Tricia McMillan, genannt Trillian, frischgebackenes Mitglied der Stadtwache, erwachte
mit schrecklichen Kopfschmerzen. Langsam versuchte sie sich aufzurichten, immer in der Hoffnung, die blauen Blitze vor ihren Augen würden vielleicht doch noch verschwinden. Nach einiger Zeit gab sie es auf und sah sich stöhnend um. "Ach du heilige Sch****, wie
bin ich denn hier gelandet?" fragte sie sich laut. Sie lag am Strassenrand in den Schatten
und sah gerade noch eine Ratte davonhuschen, die anscheinend gerade in ihren Schuh
beißen wollte. Dunkel keimte in ihr die Erinnerung an ihre Einstandsfeier in der Wache auf. "Anscheinend war es eine gute Party, zumindest kann ich mich daran erinnern, dass sie
ein Reinfall gewesen wäre", überlegte sie. Plötzlich bemerkte Trillian, dass sie nicht allein
im Rinnstein lag. Eher unsanft schubste sie die neben ihr zusammengekauerte Person an. "Hey, aufstehen, wir müssen zurück zur Wache unser Dienst fängt gleich an", versuchte
sie die Aufmerksamkeit des Häufchens Elend neben ihr zu erwecken. Die rüde
aufgeweckte Person gähnte, streckte sich und dann traute Tricia McMillan ihren Augen nicht.

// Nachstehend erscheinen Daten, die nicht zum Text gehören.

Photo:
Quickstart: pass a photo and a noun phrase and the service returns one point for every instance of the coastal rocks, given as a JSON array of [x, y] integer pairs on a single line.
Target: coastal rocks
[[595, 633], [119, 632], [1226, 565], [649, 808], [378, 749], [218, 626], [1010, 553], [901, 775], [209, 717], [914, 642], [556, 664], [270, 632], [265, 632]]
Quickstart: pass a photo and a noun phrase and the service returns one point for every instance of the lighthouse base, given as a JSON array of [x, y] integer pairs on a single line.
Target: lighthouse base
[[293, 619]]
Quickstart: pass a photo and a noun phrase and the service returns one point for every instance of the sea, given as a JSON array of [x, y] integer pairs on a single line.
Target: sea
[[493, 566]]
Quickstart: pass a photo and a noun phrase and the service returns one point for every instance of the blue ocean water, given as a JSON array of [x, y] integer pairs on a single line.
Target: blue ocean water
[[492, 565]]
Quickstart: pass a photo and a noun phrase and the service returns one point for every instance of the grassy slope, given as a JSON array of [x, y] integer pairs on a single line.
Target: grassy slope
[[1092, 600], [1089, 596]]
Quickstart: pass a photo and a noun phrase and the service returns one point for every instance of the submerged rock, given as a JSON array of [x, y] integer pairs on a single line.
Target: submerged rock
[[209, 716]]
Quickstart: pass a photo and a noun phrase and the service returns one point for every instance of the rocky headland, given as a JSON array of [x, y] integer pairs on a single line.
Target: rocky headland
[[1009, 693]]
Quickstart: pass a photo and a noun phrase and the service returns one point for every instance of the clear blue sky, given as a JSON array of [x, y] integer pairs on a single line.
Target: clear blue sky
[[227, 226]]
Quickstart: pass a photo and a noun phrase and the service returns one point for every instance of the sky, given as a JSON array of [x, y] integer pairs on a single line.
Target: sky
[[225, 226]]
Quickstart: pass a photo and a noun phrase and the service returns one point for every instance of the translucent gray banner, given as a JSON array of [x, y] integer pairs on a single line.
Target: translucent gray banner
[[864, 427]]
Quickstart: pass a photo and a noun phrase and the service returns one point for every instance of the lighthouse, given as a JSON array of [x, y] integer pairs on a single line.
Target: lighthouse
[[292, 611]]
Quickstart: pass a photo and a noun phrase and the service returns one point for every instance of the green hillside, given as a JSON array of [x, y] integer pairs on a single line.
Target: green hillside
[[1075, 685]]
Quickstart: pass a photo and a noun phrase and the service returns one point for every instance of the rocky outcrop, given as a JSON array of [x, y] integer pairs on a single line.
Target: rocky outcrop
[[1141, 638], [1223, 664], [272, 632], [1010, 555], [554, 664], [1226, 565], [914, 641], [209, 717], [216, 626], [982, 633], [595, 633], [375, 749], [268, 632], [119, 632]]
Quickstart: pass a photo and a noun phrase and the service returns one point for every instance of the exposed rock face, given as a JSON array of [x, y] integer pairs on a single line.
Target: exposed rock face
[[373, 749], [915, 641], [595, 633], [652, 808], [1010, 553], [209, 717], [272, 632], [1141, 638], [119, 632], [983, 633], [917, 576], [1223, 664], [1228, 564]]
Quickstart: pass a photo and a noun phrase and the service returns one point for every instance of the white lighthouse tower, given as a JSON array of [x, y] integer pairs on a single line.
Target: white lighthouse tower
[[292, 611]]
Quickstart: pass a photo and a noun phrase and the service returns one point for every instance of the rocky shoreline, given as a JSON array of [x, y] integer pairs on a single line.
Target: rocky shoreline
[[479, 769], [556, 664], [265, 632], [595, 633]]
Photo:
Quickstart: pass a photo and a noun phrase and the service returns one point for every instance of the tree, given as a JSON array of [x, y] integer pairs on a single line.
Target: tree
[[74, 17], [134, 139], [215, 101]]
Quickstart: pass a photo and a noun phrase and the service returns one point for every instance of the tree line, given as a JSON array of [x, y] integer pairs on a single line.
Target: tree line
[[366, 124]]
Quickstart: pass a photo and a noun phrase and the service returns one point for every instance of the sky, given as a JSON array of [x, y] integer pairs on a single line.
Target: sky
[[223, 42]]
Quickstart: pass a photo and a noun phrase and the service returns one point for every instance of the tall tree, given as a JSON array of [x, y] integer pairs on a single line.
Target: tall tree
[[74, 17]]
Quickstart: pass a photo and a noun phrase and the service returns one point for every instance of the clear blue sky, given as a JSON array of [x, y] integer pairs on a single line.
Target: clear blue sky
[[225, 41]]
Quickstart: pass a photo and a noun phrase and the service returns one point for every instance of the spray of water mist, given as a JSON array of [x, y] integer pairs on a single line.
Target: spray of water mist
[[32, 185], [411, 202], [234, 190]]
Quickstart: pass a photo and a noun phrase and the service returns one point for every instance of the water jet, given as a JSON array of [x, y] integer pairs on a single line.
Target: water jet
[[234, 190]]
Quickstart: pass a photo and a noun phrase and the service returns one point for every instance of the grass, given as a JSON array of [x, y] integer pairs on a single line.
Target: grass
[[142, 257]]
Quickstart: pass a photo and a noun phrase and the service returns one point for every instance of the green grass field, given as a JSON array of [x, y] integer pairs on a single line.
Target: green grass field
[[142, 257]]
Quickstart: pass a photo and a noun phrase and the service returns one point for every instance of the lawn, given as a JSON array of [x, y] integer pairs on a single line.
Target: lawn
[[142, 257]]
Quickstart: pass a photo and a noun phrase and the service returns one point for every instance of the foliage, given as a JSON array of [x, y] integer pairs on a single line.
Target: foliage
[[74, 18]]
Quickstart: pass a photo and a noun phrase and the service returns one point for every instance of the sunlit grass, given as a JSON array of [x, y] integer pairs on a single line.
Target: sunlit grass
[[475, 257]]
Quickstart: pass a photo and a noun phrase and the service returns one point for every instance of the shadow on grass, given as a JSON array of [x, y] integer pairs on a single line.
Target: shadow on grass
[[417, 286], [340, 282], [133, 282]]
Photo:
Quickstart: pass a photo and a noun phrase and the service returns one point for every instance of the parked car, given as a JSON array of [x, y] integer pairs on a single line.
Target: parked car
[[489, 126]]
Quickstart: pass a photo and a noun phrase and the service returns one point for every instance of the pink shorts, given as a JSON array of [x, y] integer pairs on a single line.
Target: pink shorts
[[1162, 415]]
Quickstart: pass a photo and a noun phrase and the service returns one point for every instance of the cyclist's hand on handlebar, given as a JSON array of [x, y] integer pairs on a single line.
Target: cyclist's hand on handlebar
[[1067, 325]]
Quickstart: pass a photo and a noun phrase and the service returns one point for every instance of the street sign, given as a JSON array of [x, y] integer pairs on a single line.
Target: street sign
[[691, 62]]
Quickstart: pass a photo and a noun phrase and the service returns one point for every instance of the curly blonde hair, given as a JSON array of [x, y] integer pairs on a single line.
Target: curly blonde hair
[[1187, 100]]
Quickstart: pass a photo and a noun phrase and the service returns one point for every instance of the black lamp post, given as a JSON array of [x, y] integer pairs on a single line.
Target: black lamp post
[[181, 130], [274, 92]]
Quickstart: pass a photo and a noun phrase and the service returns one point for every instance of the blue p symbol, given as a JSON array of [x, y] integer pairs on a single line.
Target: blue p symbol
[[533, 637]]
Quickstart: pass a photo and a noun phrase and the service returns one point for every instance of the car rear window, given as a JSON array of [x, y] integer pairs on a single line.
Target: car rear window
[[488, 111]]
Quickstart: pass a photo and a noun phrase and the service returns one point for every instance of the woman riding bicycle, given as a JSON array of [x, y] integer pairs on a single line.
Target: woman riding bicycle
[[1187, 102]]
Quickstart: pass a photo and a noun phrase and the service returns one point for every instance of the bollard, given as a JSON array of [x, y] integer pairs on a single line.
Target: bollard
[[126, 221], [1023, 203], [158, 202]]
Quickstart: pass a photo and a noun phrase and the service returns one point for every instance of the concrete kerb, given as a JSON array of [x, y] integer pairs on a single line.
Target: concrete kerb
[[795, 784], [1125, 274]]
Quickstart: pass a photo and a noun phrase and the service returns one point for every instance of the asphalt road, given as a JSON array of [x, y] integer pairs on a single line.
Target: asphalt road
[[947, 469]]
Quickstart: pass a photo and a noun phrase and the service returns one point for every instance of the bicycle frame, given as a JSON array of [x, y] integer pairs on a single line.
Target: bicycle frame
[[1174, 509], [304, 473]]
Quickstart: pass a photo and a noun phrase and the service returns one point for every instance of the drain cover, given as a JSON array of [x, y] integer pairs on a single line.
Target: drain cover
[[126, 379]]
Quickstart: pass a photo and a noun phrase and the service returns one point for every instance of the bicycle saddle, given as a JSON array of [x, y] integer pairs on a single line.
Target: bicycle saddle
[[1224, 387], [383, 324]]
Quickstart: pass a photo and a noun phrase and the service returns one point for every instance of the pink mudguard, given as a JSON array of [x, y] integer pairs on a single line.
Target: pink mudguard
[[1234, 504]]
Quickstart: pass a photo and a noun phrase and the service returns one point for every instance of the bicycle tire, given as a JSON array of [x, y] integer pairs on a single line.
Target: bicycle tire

"Aber Kommandeur Rince, ich weiß doch nicht, wie es passiert ist, ich kann mich an
nichts mehr erinnern", beteuerte Trillian zum wiederholten Mal im Büro der Stadtwache.
"Ja und wie soll das dann passiert sein? Als du gegen fünf Uhr früh die Party, deine
eigene Party wohlgemerkt, verlassen hast, warst du doch eindeutig noch eine", hielt Rince entgegen. "Ausserdem kann mal jemand diese zweite Tricia wegschaffen, jedesmal habe
ich das Gefühl doppelt zu sehen", brummelte er weiter und rieb sich die rotgeränderten Augen. "Hör mal, du Saufkopf, du kannst mir hier nichts befehlen", schleuderte ihm die Doppelgängerin der Wächterin entgegen. "Jetzt halt doch mal den Mund und geh auf den Gang", fauchte Tricia sie an. "Wir müssen etwas unternehmen, das kann so nicht weitergehen, die bringt mich um den Verstand", jammerte sie. "Tja, was ist denn das Letzte, an das du dich erinnern kannst?", versuchte Lewton Licht ins Dunkel zu bringen.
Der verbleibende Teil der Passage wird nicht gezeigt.